Frankie had gone off the record and given Big Joe a contract to whack Rev. It was meant to be a pre-emptive strike to protect Nico. Frankie had heard rumblings in the underground that Don Cordano had a contract out on Nico, and Rev was his first choice for the job.

But Big Joe had fucked it up, freezing when he should have pulled the trigger. Rev got away but not before calling Big Joe out as a cop. Big Joe had an easy explanation—the cover he’d given his ex, now Rev’s girlfriend, to get her off his back—but the whole situation didn’t sit right with Nico. He needed to call Big Joe in to get to the bottom of it, but part of him didn’t want to know if it was true.

He liked Big Joe. Trusted him. Considered him a friend. Before talking to him, he needed to have settled in his mind what he would do if Big Joe was a cop. Don Cordano clearly had no compunction ordering the traditional Cosa Nostra punishment for the Wolf, and over the years, Nico had handed out his fair of Sicilian neckties. But ten years of pursuing vengeance for his father had almost cost Nico his soul. What would it cost him to have to punish one of his closest friends, too?

After another ten painful minutes watching Luca rake in more chips to the adulation of the drunken crowd, Nico left the casino. He drove aimlessly up and down the streets of Vegas, heading anywhere but the cold, austere hotel penthouse he called home. When he finally wound up outside Mia’s apartment, he realized this was where he’d been going all along. Despite everything that had happened, he needed her. Despite the pain he felt, he wanted her. She moved his soul and filled his heart and gave meaning to a life he had lost to revenge.

For ten years, Nico had buried his needs beneath layers of self-control. But Mia had stripped those layers one by one, laying him bare. Open. Vulnerable. Able to love.
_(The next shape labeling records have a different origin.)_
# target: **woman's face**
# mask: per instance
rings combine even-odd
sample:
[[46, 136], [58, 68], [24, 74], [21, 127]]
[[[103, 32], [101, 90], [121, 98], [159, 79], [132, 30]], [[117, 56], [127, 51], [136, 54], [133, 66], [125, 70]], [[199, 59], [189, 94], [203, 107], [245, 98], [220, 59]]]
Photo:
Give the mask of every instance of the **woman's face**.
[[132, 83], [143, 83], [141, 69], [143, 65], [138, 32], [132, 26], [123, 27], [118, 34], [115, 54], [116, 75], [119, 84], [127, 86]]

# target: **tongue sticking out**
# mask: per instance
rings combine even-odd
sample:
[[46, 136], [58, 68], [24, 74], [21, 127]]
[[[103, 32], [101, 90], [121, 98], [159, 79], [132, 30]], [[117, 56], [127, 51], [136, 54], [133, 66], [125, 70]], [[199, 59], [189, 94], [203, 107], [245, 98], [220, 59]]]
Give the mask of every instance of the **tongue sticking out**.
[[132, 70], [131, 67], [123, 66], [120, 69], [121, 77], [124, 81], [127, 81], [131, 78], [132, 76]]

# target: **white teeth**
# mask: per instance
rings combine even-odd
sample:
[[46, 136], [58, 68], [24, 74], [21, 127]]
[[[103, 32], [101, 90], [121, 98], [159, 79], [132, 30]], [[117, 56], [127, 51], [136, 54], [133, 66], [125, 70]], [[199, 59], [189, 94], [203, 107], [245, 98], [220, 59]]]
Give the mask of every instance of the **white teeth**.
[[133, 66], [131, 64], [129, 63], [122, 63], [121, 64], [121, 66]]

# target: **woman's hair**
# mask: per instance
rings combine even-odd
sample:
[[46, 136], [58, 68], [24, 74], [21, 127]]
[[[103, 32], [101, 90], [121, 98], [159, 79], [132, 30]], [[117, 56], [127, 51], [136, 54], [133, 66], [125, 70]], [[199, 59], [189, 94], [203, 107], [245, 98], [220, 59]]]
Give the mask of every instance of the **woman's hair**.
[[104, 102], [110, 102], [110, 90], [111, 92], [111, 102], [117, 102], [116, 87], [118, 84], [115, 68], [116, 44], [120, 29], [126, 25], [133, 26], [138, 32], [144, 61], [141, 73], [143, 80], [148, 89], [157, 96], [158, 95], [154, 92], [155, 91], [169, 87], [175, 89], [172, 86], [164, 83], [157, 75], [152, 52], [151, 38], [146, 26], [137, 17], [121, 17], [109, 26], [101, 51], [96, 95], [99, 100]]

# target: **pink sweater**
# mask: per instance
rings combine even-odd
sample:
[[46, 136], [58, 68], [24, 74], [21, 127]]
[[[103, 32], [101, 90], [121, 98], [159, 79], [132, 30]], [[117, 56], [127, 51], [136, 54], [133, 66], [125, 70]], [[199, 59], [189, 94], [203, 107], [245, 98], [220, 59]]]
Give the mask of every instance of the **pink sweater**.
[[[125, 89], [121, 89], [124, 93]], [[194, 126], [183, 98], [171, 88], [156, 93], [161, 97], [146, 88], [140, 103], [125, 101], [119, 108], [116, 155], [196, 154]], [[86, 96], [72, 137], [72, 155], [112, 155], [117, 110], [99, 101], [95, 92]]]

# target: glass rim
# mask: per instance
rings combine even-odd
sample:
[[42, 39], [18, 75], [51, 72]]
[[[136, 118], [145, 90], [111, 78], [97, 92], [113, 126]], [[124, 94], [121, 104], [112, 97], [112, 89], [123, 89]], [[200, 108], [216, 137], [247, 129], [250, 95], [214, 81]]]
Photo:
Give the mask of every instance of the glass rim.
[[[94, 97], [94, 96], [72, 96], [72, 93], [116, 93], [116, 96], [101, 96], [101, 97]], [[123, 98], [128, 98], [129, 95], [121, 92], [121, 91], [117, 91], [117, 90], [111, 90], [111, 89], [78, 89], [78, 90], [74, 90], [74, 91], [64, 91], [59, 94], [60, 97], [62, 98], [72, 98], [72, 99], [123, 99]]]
He needed her support and her strength. Her caring and compassion. He needed the connection that calmed the beast, and made him feel whole. He needed to forgive and forget so he could see a clear path when it came time to face betrayal again.

He loved her. And he needed her to know.

*

Mia woke to a hand over her mouth. She drew in a deep breath to scream, and Nico murmured in her ear.

“Shh, bella. It’s me.”

Heart pounding, she clawed his hand away, trying to make out his face in the semi-darkness. With her mind still hazy from sleep, she had a split second of terror, wondering if he had come to punish her for betraying him. But when he stretched out on the bed, gently pulled her into his arms, she knew it wasn’t pain he had come to give her.

“Kat is sleeping on the couch,” she whispered. “The walls are so thin she’ll be able to hear everything.”

“Ho bisogno di te—I need you,” he whispered.

He needed her. Nico Toscani—ruthless mobster, fearsome warrior, powerful capo—needed her. “I’m here for you, Mr. Mob Boss.”

Mia rested her head on his chest, listened to the steady thump of his heart beneath the soft cotton of his T-shirt, breathed in the familiar scent of his cologne, and soaked up the warmth of the man who had been her husband for three short days.

He stroked his hand through her hair, down her back to the edge of her nightshirt, and then up again. Outside, she could hear the occasional rumble of a truck driving past, the bang of a car door, and the faint sound of music from one of the apartments downstairs.

Up and down. Up and down. Always to the edge of her nightshirt where it curled over her ass, pausing for a moment, and back again, as if he were trying to make a decision.

“The day my father died, we went to Prezzo for lunch,” he said softly. “He ordered so much food, but he only ate the pasta alla norma and the caponata. He loved eggplant. I could never understand it. There is no vegetable I detest more. But we shared a sweet tooth and we finished a plate of cannoli between us.”

Wary of interrupting, Mia relaxed against him, not wanting to push him further than he was ready to go.